スペシャルイベントで紹介されたのは、ロック画面に表示しているカメラアイコンからカメラの撮影画面に切り替える操作だけでしたが、そのほかにも3Dタッチで行う作業がハプティックタッチで実行できるようになっているようです。

「コストダウンのためだけでなく、そもそも利用する人が少なかったため3Dタッチを廃止した」との意見もありますが、XSシリーズには3Dタッチが搭載されています。そこからもわかるように、ハードウェア構成の違いにより3Dタッチとハプティックタッチの実装を使い分けたといえるでしょう。この原稿を書いている時点では、まだiPhone XRは発売前なので具体的なことはいえませんが、これまで3Dタッチで行っていた操作の多くが、XRではハプティックタッチで実行できるようになっているはずです。

3D touchに代わる操作方法

長押しなど一定時間タップした状態にすると振動でクリック感を提供するのがHaptic Touchの機能です。

カーソル移動も可能

3D touchで行っていたキーボードパットを使ったカーソル移動なども、Haptic touchでできるようになっているようです。

長押しでカメラ起動

ロック画面の右下にあるカメラボタンからHaptic touchを使ってカメラの撮影画面に切り替えできます。

 

その他

防沫/耐水性能とSIM

耐水・防塵性能はXSが上

XSシリーズはIEC規格60529に基づくIP68等級で、最大水深2メートルで最大30分間の耐水性能がありますが、XRはIEC規格60529にもとづくIP67等級で、最大水深1メートルで最大30分間の耐水性能です。

また、搭載しているバッテリ容量も若干異なります。仕様ではiPhone XSはiPhone Xより最大30分、XS Maxは最大1.5時間長いと記されていますが、XRはiPhone 8プラスより最大1.5時間長いようです。

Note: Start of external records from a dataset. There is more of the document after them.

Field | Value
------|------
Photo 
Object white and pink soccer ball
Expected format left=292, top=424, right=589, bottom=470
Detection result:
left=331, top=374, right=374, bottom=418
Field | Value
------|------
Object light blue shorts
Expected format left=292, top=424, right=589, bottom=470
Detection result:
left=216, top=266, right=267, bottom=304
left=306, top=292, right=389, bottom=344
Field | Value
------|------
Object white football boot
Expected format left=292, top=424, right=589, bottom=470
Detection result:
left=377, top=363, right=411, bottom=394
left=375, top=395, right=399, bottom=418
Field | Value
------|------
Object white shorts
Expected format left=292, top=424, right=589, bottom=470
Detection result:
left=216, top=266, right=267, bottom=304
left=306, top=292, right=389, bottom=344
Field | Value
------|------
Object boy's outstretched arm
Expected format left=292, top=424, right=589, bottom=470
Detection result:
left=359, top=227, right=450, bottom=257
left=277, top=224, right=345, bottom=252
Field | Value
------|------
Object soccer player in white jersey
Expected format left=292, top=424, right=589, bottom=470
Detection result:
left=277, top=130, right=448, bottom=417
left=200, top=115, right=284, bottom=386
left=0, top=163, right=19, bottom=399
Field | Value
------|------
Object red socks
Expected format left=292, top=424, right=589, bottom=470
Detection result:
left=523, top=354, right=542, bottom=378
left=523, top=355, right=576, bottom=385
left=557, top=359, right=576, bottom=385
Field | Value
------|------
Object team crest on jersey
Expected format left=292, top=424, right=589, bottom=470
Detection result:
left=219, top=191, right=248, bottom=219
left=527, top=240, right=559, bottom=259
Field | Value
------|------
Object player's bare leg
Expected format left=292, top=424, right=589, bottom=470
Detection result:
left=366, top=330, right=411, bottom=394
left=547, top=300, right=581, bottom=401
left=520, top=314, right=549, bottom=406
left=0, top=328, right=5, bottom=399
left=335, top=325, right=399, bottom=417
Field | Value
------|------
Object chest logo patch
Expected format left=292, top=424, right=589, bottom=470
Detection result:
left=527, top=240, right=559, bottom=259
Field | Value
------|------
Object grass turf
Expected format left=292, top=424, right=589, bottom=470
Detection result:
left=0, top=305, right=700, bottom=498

また、XSシリーズの新機能として話題になっているデュアルSIMは、XRにも搭載されているようです。現状eSIMに対応している国内キャリアはまだ存在しませんが、近いうちにサポートが開始される可能性もあります。将来的にデュアルSIMを使いたいユーザにとっては、XSシリーズとXRどちらを選んでも問題ないでしょう。

デュアルSIM対応

仕様にはiPhone XRでもDSDS(Dual SIM Dual Standby)が使ると記載があります。しかし、iPhoneでeSIMサポートを表明している企業の中に、日本国内のキャリアの名前は発表時にはありませんでした。

バッテリが長持ち

搭載しているバッテリ容量もXSシリーズとXRで異なるため、バッテリ駆動時間にも違いが生じています。通話やインターネット利用など操作の内容による最大時間も異なります。見てのとおり差はわずかですが、XRはXSよりバッテリの持ちが良いようです。